An ISP proxy (also called "static residential") is a datacenter-hosted IP address that announces under a residential ISP's Autonomous System Number. From the target's perspective, the ASN lookup returns a real residential carrier (Comcast, Spectrum, Deutsche Telekom, BT, etc.). From the operator's perspective, the IP lives in a cloud datacenter, with cloud- grade reliability and bandwidth.

Why ISP is a distinct class

ISP sits on a specific point of the proxy tradeoff curve that neither pure datacenter nor pure residential covers:

  • Latency: datacenter-class (~10-30ms added)
  • ASN classification: residential-class (not "cloud")
  • Rotation: static (IP stays assigned for the subscription)
  • Bandwidth: datacenter-class (no peer-side cap)

This combination is exactly right for AI workloads that need session continuity plus residential ASN authenticity.

When ISP is the right choice

Four specific AI workload shapes:

  1. Multi-turn agent evaluation. Claude Computer Use, ChatGPT Operator, and agent benchmarks that hold session state across 20-50 turns need IP stability.

  2. Authenticated RAG ingestion. Notion public exports, Confluence, enterprise wikis that maintain session-cookied rate limits.

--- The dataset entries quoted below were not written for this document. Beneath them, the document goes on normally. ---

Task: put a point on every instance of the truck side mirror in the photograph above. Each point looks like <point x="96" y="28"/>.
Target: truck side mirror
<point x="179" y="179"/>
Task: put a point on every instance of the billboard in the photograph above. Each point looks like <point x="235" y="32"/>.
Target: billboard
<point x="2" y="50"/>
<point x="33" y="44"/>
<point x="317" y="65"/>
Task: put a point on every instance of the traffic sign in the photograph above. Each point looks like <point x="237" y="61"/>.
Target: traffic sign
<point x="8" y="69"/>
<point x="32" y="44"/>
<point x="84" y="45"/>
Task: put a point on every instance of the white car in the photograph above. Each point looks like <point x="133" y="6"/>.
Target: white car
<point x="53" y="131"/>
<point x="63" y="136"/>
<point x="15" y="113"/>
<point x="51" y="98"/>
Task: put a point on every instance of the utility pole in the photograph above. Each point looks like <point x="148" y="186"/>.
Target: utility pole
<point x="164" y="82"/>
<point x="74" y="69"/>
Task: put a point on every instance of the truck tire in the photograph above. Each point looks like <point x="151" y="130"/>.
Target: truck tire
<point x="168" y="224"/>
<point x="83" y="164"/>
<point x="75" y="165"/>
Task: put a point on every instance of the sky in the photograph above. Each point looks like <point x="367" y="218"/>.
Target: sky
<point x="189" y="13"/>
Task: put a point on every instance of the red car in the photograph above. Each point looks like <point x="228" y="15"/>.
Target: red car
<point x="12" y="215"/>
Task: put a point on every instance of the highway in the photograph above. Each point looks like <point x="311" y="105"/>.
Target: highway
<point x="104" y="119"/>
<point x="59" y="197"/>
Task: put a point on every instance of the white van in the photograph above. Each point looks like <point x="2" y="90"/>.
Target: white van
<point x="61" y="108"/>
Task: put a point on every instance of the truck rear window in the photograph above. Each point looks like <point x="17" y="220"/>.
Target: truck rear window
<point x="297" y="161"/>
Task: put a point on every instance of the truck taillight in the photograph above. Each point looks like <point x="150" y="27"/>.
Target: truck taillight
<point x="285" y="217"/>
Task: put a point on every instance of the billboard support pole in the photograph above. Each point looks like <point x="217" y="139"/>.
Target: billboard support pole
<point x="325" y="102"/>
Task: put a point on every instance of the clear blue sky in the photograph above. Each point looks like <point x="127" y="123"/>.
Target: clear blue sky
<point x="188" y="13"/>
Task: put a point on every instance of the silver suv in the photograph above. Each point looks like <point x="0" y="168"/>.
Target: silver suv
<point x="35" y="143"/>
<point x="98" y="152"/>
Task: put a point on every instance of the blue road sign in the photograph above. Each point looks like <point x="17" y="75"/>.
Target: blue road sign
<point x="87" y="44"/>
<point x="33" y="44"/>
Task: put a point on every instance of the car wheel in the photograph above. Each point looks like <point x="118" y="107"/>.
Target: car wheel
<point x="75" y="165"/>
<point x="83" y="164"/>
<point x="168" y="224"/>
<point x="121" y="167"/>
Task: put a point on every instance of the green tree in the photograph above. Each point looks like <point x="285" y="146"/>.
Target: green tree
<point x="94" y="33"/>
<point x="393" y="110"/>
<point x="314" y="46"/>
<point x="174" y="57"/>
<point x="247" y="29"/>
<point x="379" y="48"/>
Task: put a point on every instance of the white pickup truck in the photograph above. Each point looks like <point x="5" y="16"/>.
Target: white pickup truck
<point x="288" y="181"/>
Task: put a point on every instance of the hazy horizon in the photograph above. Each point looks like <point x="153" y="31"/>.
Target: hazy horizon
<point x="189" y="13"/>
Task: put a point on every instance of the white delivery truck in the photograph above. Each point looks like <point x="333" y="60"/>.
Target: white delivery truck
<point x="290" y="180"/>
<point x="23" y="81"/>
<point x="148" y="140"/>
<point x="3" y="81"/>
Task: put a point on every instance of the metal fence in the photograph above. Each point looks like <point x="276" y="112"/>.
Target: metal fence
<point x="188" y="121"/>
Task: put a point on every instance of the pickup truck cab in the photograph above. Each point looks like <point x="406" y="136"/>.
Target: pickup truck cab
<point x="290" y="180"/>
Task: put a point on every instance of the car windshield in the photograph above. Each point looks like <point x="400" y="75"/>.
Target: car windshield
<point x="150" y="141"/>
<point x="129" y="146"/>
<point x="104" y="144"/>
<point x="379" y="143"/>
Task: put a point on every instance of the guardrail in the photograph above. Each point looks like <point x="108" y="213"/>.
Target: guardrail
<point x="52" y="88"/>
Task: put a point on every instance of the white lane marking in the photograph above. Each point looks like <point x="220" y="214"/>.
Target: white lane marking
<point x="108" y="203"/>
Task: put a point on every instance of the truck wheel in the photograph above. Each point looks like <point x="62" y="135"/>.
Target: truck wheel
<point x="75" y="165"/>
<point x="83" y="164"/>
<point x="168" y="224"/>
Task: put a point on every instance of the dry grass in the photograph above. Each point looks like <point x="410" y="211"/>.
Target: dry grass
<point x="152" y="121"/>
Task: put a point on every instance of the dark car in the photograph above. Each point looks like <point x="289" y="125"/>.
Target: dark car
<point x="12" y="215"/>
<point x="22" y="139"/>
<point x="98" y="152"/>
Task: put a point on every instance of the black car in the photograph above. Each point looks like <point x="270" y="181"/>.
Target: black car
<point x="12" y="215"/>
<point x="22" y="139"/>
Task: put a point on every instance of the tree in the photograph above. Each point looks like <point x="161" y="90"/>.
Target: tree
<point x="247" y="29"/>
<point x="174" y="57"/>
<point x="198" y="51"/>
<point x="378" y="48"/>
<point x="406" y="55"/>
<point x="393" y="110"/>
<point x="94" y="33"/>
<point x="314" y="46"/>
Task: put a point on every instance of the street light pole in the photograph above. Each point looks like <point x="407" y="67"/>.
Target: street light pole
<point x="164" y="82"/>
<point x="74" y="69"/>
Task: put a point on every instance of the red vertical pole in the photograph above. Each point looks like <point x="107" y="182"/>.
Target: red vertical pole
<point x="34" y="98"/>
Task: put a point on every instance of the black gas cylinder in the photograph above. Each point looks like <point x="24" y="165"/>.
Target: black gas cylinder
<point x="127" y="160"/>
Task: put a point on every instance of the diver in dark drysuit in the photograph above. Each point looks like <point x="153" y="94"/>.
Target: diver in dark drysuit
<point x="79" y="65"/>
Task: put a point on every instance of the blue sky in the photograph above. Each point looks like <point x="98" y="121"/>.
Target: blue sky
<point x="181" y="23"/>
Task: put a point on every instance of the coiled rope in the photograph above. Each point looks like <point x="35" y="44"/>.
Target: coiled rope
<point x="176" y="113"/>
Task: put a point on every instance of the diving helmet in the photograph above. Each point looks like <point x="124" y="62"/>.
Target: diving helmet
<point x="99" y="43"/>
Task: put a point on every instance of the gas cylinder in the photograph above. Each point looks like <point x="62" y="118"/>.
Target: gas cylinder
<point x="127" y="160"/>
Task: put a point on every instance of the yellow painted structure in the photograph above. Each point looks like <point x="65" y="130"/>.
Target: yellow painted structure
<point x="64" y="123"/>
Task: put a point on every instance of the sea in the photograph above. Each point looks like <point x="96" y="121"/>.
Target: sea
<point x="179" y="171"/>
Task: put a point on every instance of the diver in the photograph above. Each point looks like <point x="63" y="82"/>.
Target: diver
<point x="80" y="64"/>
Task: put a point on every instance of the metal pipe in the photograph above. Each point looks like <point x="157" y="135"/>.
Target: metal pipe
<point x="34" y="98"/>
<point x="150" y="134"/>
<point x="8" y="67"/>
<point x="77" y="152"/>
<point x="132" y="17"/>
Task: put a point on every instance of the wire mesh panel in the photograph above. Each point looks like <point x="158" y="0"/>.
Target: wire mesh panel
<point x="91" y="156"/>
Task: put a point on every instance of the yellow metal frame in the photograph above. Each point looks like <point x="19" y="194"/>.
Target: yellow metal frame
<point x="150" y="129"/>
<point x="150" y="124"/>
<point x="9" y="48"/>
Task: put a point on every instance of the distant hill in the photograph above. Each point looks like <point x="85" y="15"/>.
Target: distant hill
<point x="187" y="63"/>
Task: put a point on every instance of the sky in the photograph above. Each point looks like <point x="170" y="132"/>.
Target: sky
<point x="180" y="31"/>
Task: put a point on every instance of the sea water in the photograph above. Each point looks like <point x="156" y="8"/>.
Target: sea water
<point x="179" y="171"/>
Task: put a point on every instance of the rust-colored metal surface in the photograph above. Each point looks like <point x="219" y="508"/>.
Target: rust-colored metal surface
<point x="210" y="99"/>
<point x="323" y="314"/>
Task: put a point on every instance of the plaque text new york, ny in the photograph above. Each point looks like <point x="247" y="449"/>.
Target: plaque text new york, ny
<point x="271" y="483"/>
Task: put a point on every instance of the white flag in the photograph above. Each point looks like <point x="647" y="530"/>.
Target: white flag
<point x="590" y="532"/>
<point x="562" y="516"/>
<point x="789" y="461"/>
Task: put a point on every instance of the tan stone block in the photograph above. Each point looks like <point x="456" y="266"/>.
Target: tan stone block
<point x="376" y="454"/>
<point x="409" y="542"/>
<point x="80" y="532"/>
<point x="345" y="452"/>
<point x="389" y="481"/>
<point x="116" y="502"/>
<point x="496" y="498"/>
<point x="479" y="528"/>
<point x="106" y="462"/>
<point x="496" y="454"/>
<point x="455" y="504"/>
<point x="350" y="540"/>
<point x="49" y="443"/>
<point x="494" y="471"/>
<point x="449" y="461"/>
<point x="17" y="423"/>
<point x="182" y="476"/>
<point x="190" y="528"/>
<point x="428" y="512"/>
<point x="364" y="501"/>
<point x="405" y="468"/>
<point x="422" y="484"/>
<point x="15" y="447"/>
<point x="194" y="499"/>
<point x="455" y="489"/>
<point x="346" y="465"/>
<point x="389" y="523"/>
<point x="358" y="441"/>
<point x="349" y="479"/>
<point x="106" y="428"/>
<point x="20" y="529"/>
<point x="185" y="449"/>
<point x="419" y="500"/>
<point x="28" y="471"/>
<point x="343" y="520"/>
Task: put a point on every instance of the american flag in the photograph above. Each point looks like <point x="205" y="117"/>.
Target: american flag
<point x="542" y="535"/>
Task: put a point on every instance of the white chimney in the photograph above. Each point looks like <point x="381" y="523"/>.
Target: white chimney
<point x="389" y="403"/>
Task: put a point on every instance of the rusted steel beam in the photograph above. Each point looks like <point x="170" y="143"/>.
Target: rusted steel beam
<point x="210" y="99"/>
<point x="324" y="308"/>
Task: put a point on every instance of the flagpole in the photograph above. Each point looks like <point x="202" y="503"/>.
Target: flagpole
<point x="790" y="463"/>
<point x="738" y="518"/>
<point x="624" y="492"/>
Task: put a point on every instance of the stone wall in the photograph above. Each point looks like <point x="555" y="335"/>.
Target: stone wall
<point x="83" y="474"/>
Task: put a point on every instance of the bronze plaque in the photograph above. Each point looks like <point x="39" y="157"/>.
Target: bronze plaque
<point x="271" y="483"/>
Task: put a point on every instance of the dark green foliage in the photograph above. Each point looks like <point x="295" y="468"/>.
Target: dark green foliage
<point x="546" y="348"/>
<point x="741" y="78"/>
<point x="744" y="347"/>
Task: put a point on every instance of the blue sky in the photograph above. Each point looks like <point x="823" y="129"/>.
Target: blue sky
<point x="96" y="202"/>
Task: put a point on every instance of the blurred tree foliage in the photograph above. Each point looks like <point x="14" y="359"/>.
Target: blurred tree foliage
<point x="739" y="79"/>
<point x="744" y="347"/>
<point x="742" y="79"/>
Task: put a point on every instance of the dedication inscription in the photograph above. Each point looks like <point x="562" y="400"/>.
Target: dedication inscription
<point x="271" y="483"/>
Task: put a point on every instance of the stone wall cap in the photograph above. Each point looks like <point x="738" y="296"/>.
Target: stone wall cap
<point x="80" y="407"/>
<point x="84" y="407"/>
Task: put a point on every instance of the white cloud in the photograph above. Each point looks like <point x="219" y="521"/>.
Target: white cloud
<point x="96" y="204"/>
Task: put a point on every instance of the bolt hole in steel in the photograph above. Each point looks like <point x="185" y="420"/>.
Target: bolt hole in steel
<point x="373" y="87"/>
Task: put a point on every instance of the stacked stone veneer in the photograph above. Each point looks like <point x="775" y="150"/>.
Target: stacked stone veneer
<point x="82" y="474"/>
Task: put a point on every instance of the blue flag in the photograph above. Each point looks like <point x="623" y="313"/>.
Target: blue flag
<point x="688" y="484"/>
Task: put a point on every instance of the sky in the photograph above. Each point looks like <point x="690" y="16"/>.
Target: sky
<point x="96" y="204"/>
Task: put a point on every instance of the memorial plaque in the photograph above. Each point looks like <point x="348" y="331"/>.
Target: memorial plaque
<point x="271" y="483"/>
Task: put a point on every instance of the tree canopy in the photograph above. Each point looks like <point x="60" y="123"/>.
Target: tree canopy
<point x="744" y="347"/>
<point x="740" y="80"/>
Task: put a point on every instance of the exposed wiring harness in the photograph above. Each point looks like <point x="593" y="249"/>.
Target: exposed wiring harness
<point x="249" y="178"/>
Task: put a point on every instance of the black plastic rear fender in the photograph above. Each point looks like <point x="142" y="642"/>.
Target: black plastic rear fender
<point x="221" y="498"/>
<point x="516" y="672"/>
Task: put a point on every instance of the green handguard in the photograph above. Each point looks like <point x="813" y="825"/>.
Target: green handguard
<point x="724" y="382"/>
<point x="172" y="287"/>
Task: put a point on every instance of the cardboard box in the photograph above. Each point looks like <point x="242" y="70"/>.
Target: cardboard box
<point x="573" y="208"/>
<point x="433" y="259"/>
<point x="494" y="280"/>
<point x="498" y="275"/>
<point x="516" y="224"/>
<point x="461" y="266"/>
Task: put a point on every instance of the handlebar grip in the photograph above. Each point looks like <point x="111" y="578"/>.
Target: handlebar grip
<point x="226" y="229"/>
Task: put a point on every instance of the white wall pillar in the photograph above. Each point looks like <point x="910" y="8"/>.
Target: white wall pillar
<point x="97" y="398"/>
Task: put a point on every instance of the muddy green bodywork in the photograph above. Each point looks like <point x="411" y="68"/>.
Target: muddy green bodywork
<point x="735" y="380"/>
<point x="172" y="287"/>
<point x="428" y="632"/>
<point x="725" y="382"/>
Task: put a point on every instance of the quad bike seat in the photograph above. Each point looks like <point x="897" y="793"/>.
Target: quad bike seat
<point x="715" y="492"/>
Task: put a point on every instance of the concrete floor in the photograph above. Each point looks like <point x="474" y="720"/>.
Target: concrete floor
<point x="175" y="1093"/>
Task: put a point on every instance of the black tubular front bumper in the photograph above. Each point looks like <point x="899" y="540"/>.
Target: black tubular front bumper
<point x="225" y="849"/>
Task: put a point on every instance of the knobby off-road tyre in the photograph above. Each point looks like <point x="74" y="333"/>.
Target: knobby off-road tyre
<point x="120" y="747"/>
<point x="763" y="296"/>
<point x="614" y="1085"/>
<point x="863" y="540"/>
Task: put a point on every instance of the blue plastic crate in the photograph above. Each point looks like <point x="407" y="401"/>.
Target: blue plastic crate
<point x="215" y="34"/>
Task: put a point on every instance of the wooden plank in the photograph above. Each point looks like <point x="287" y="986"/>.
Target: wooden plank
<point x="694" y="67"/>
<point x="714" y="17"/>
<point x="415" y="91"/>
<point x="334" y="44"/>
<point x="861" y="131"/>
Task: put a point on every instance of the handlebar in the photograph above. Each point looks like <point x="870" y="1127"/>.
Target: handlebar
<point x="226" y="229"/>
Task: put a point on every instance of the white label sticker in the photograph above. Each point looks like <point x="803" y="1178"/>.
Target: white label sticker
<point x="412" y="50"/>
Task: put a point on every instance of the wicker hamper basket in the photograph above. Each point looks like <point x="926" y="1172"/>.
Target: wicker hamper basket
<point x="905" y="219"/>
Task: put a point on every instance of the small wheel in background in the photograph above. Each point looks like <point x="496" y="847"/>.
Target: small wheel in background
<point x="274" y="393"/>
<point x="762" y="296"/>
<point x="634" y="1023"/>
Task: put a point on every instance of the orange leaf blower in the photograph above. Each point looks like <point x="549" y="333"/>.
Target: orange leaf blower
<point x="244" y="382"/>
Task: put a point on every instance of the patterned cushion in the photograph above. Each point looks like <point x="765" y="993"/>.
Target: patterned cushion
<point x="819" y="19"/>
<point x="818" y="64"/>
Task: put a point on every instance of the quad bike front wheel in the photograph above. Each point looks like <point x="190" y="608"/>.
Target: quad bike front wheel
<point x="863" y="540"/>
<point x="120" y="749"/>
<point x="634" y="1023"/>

  3. Sustained HuggingFace dataset pulls. HF's LFS backend expects the same origin to resume a partial download.

  4. Long-session academic scraping. OpenReview, university portals that trust residential-ASN traffic but want stable session.

Sticky-by-default

Unlike residential (which is rotating by default, sticky by configuration), ISP is static by default — the IP stays assigned for the lifetime of the subscription. That's not a feature; it's the class's defining characteristic.